В ВТО он читал «Фауста» еще при жизни Сталина, насколько у меня хватает памяти – в 1950 году. Устроителем и председателем этого вечера был единственный из русских послереволюционных шекспироведов, сразу и в полную меру оценивший переводы Пастернака из Шекспира, Михаил Михайлович Морозов.

У контроля развивал бешеную энергию будущий поэт-переводчик Константин Петрович Богатырев, чтобы всеми правдами, а главное – неправдами провести на вечер как можно больше народу и ухитрялся по одному билету протащить чуть ли не десяток жаждущих услышать «Фауста» и увидеть Пастернака.

В конце вечера Морозов куда-то отлучился – по крайнему моему разумению, к «трактирной стойке», к коей он весьма охотно и при каждом удобном случае «пригвождался». А в это время Пастернак закончил чтение «Фауста», уже отгремели аплодисменты переводчику, и уже все требовательнее, все неотступнее и грознее стали раздаваться крики: «Прочтите свои стихи!» Пастернак упорно отказывался и вдруг на секунду дрогнул, молча что-то начал доставать из другой папки. И вот тут я увидел, что в проходе меж рядов пробирается бледный, как полотно, «Мика» Морозов. Он с неожиданной для его грузной фигуры легкостью сильфиды вспорхнул на эстраду и помертвелыми губами, однако громко и отчетливо, на весь Малый зал, произнес:

– Вечер окончен, товарищи! Вечер окончен!

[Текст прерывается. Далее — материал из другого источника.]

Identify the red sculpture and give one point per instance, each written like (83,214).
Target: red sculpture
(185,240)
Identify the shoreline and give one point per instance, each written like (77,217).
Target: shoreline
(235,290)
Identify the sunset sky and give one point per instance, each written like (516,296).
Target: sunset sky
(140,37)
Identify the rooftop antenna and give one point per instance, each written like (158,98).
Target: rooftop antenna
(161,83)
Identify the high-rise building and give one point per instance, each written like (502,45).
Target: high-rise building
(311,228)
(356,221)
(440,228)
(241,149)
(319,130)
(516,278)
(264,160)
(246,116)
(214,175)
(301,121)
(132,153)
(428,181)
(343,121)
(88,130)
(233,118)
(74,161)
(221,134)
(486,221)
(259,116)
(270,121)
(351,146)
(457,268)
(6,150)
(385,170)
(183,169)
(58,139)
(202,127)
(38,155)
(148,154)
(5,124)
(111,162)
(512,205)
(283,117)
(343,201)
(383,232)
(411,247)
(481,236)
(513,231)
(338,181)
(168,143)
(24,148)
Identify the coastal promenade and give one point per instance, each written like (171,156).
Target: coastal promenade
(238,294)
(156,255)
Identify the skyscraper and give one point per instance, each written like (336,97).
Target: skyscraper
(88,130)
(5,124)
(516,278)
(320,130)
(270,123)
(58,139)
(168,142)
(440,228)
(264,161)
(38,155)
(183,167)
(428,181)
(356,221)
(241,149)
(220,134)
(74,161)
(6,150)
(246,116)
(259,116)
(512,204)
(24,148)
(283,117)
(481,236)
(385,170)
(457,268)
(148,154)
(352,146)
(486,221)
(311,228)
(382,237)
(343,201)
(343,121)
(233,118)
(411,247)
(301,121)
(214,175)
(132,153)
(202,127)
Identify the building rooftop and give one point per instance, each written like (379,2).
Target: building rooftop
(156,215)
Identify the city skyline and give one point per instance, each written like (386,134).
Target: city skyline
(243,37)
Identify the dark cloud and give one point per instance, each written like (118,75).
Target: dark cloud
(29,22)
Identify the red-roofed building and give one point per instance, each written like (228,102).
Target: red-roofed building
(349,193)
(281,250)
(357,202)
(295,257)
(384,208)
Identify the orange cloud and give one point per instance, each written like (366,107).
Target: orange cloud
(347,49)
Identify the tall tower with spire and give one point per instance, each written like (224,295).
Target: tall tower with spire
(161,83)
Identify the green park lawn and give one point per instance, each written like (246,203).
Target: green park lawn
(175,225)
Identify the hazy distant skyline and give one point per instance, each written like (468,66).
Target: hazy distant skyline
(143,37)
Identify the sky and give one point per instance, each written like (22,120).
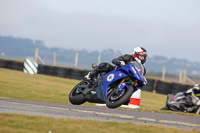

На вечере в Политехническом музее Пастернак читал и ранние свои стихи, как, например, «Импровизация» («Я клавишей стаю кормил с руки…»), причем когда он вдруг запинался (на сей раз – непреднамеренно) на какой-нибудь давней строчке, ему со всех сторон подсказывали слушатели.

Прочел он и несколько стихотворений из «Ранних поездов». До сих пор стоит у меня в ушах его по-детски добродушно-успокаивающий голос:

 
Глухая пора листопада.
Последних гусей косяки.
Расстраиваться не надо:
У страха глаза велики.
 

Иней»)

Прочел он «Зиму» и «66 сонет» Шекспира. Сонет с его словно про то время написанными строчками:

 
И вспоминать, что мысли заткнут рот,
И разум сносит глупости хулу… —
 

был покрыт громкими рукоплесканиями и требованиями прочесть еще раз, – Пастернак был вынужден прочитать его на бис. Читал он и «На Страстной», но я, как это иногда бывает, загляделся на него и весь ушел не в слух, а в зрение. Особенно меня поразило его стихотворение «Памяти Марины Цветаевой», которое было напечатано только после его кончины:

 
Тут все – полуслова и тени,
Обмолвки и самообман,
И только верой в воскресенье
Какой-то указатель дан.
………………………….
Лицом повернутая к Богу,
Ты тянешься к Нему с земли,
Как в дни, когда тебе итога
Еще на ней не подвели.
 

И тогда же я впервые услышал «Гамлета», в котором разговор со временем идет у поэта уже начистоту и напрямки:

Если только можно, Авва Отче,

Чашу эту мимо пронеси.

Я люблю Твой замысел упрямый

И играть согласен эту роль.

Но сейчас идет другая драма,

И на этот раз меня уволь.

Но продуман распорядок действий,

И неотвратим конец пути,

Я один, все тонет в фарисействе,

Жизнь прожить – не поле перейти.

Тут я удостоверился, что разговоры о христианстве Пастернака – разговоры не пустые и что он уже отдает себе полный отчет в том, какое тысячелетье теперь на нашем российском дворе.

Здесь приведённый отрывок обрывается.